We're doing all of this because in the world we live in today, there are far fewer borders to trade and talent and that means -- and you know this better than anybody -- our companies have much more competition.
In the Cold War, when I grew up, the United States could actually make a bad business decision or a bad policy decision.　 We were the sole economic power after World War II; everybody else was just crushed or undeveloped.　 And now today, it's totally different.　 We're not alone.　 There are other powerful economic entities on the planet, many of whom we helped make powerful through the Marshall Plan and other efforts of our values and ideals.
But the result is there's more competition.　 We welcome that.　 I know you welcome that, because American companies are the most innovative in the world, our workers are the most productive, and we can compete against anyone.　 We understand that.　 And particularly if we have a fair playing field, where there's an absence of corruption and a plethora of opportunity.　 When American companies are the most innovative in the world and when our workers are the most productive, we can welcome competition.
But when other governments are out there aggressively backing their own business -- aggressively under the table in some cases and above the table in others -- we need to be out there too, pushing back.　 And we need to be partners with you and your businesses every step of the way in order to make sure that we are able to win in a battle that is fair and square.　 We need to be fighting for a rules-based system that levels the playing field.　 And when 95 percent of the world's consumers -- 95 percent of the world's consumers -- live outside of our market, that's exactly what our companies and our people need us to do.

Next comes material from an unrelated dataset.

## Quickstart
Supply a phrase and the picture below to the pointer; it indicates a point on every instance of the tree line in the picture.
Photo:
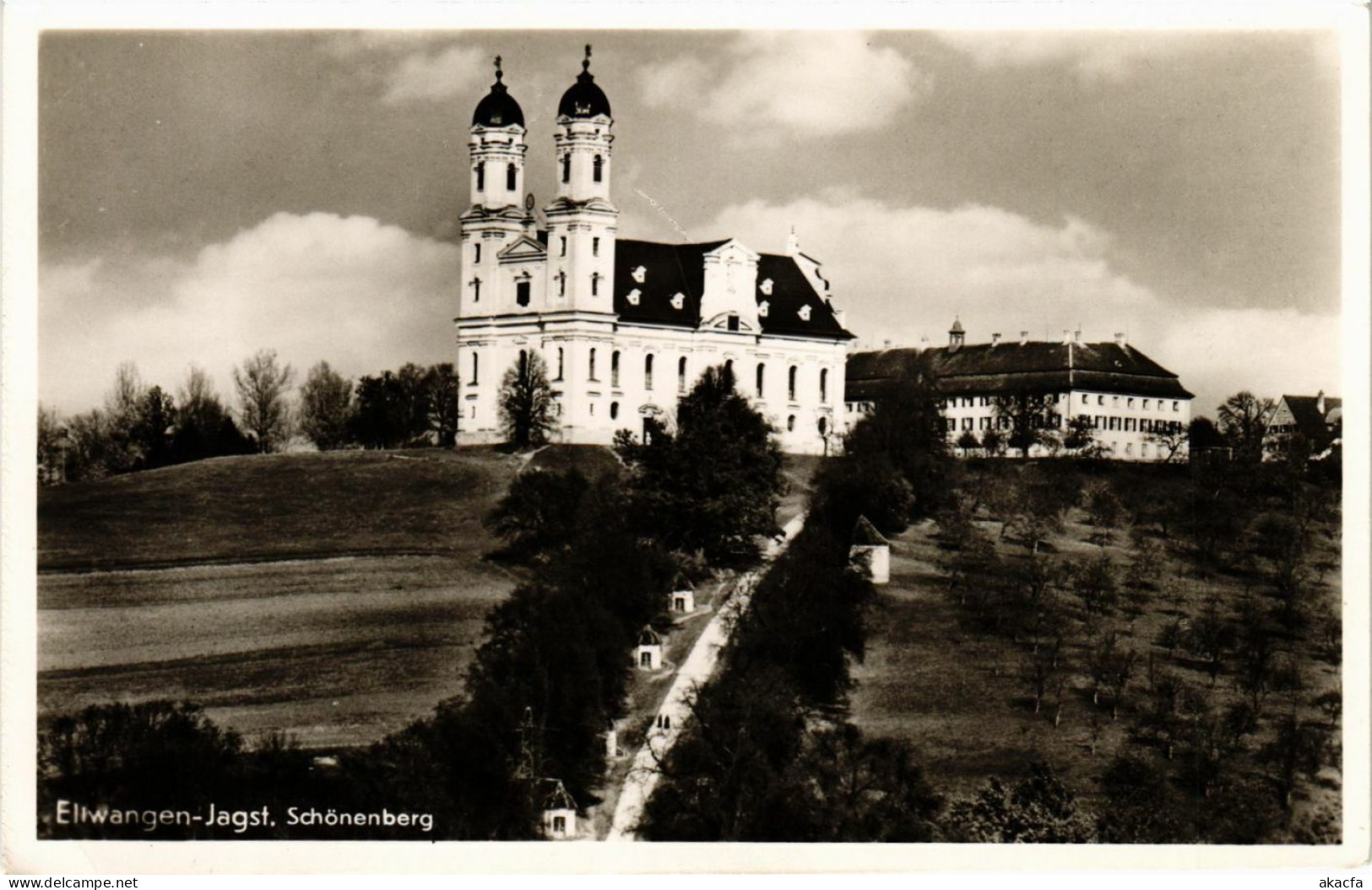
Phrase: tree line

I have directed all ambassadors to promote American values but also be powerful advocates for our economic interests.　 We are going to make certain that each of our posts and missions around the world have both a political and an economic mission and they are joined at the hip.　 We need all the gears that drive economic growth driving in the same direction.
The first part of that effort is going to be to tell our economic story, our incredible economic story.　 And that's a story that every one of you ought to be proud to go out and tell wherever we go.　 I know that wherever I touch down, whether it's in Tunis or Tokyo or anywhere in the world, the words "Made in America" still mean something.　 They mean a lot.　 And that's because our economy is envied as the most innovative economy in the world.　 It is also the most resilient economy in the world, as we have seen in the aftermath of the Great Recession.　 And that is because it continues to adapt and change to meet new challenges and because we have a greater free allocation of capital and movement of capital to ideas and more people willing to take a risk and possibly fail in order to find an idea that works.
So let's make certain that we, going forward, improve on that formula.　 Let's make certain that we build the partnerships that we need to create a shared prosperity in our country and around the world.　 The world, as you all know, keeps on turning, but if we refuse to stand still, which is in the American DNA, I am confident together with Ex-Im, with USAID, with World Bank, with IMF, with U.S. State Department, with all of the tools at our disposal, we are going to have an extraordinary impact and have extraordinary results here at home as a consequence of our economic engagement in this world, and most importantly as a consequence of American leadership with respect to the rules of the road.